Gelet op de door de echtgenote afgelegde verklaring tijdens het locatiebezoek op 29 mei 2021 en de op dat moment van kracht zijnde maatregelen vanwege het corona-virus, was het naar het oordeel van de voorzieningenrechter niet nodig dat pand [nummer] werd doorzocht om te zien of daar de door verzoeker genoemde ‘sporen van bewoning’ aanwezig waren, zo deze al als zodanig herkenbaar zouden zijn.
Ten aanzien van de bij het verzoek om voorlopige voorziening gevoegde andersluidende verklaring van de echtgenote en de zoon, overweegt de voorzieningenrechter het volgende. In deze schriftelijke verklaring vermelden verzoeker, de echtgenote en de zoon dat zij samen een gezin vormen en met zijn drieën woonachtig zijn op het adres [adres] . De voorzieningenrechter hecht in dit kader evenwel geen betekenis aan deze verklaring. De verklaring is immers niet gedateerd. Dat deze verklaring omstreeks 20 juni 2021 is opgesteld, zoals verzoekers gemachtigde ter zitting heeft meegedeeld, acht de voorzieningenrechter niet geloofwaardig. De redenen hiervoor zijn de volgende. Indien de echtgenote met deze schriftelijke verklaring expliciet terug had willen komen op haar mondelinge verklaring van 29 mei 2021, lag het op de weg van verzoeker en de echtgenote om deze verklaring ten eerste te voorzien van een datering.
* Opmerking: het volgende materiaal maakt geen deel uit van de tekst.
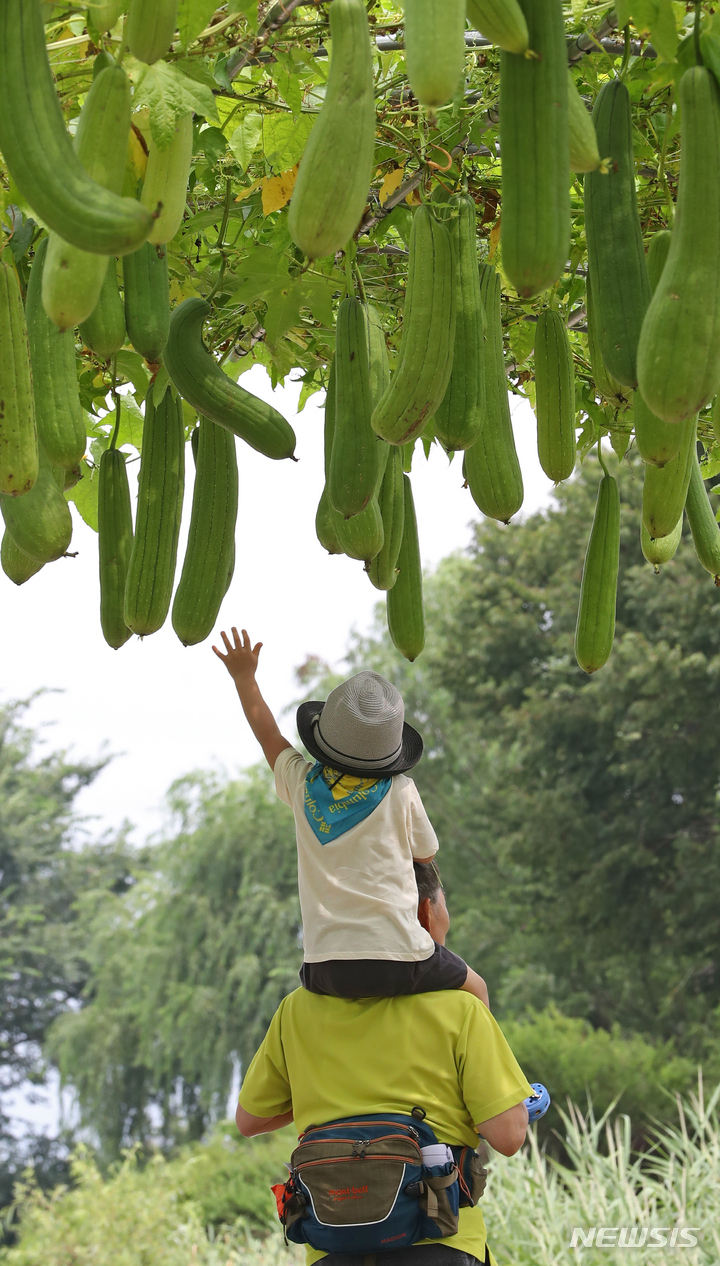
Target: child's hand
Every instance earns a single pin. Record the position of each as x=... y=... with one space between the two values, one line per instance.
x=242 y=657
Ten tweede had alsdan van de echtgenote mogen worden verlangd dat zij zou hebben uitgelegd waarom zij haar verklaring radicaal heeft gewijzigd.
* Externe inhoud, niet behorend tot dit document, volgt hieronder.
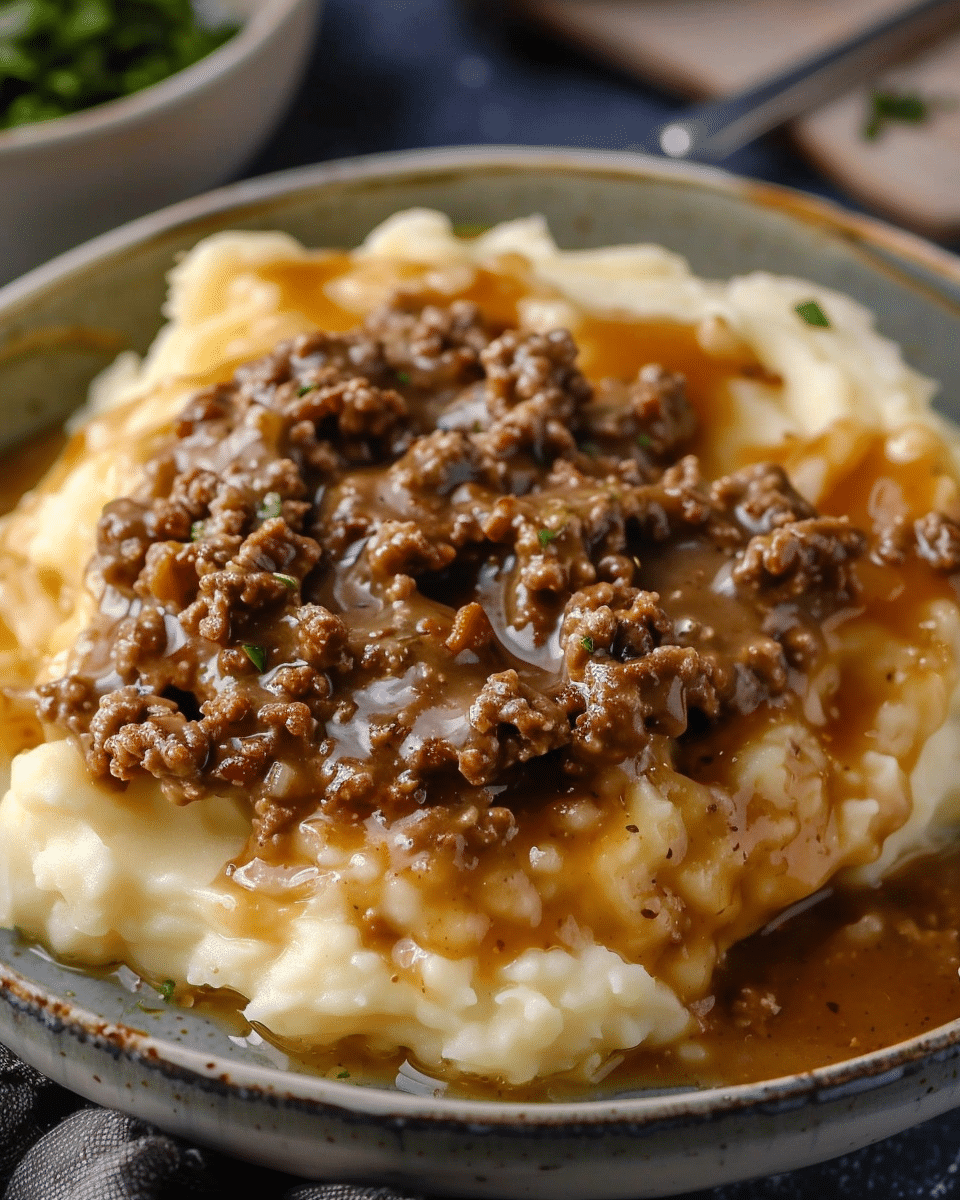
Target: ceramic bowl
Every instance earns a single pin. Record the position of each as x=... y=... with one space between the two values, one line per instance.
x=61 y=181
x=105 y=1039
Naar het oordeel van de voorzieningenrechter volgt uit de ongedateerde schriftelijke verklaring enkel dat verzoeker, zijn echtgenote en hun zoon, op het moment van opstellen van deze verklaring, met zijn drieën op genoemd adres woonden. Dat verzoeker in het verleden op dit adres heeft gewoond is niet in geschil en is voor de thans voorliggende besluitvorming niet relevant.
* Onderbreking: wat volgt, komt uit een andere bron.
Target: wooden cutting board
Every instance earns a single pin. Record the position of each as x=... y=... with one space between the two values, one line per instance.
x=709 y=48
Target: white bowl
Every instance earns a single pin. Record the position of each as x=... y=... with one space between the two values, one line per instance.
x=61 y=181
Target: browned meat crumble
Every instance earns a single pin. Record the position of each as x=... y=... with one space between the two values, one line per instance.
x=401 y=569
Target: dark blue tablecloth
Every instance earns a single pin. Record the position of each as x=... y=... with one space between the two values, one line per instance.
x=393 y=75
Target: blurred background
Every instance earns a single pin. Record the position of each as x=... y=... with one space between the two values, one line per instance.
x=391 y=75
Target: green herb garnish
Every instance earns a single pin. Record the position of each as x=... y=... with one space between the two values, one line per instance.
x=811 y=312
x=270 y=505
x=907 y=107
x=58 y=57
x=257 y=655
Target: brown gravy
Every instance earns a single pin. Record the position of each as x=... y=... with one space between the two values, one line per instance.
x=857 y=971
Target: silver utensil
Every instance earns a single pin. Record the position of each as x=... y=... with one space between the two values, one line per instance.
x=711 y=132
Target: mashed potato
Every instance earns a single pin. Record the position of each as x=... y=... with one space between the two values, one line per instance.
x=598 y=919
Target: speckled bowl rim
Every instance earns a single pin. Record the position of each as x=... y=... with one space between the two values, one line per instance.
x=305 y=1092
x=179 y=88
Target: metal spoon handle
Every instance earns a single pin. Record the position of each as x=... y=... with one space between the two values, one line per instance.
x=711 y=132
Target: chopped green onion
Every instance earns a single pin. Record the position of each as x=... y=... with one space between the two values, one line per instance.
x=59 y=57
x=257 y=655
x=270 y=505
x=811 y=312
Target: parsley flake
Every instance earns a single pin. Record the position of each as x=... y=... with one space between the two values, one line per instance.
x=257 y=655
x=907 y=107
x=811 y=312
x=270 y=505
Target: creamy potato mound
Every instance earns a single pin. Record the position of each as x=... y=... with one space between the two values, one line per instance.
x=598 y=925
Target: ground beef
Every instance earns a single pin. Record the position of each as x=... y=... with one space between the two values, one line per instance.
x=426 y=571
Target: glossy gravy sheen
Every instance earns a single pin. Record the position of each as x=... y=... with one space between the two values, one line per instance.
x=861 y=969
13. Gelet op vorenstaande oordeelt de voorzieningenrechter dat, nu verzoeker niet kan worden bereikt op het adres waarop hij staat ingeschreven in de brp, na onderzoek geen gegevens over hem kunnen worden achterhaald betreffende het adres waar verzoeker in Nederland dan wel het buitenland verblijft, en verzoeker weigert enig verblijfplaats kenbaar te maken, verweerder gehouden was ambtshalve verzoeker uit te schrijven als ingezetene uit de brp.
14. Naar voorlopig oordeel van de voorzieningenrechter kan het bestreden besluit in bezwaar in stand worden gelaten. Voor het treffen van een voorlopige voorziening is daarom geen aanleiding.
15. Voor een proceskostenveroordeling bestaat geen aanleiding.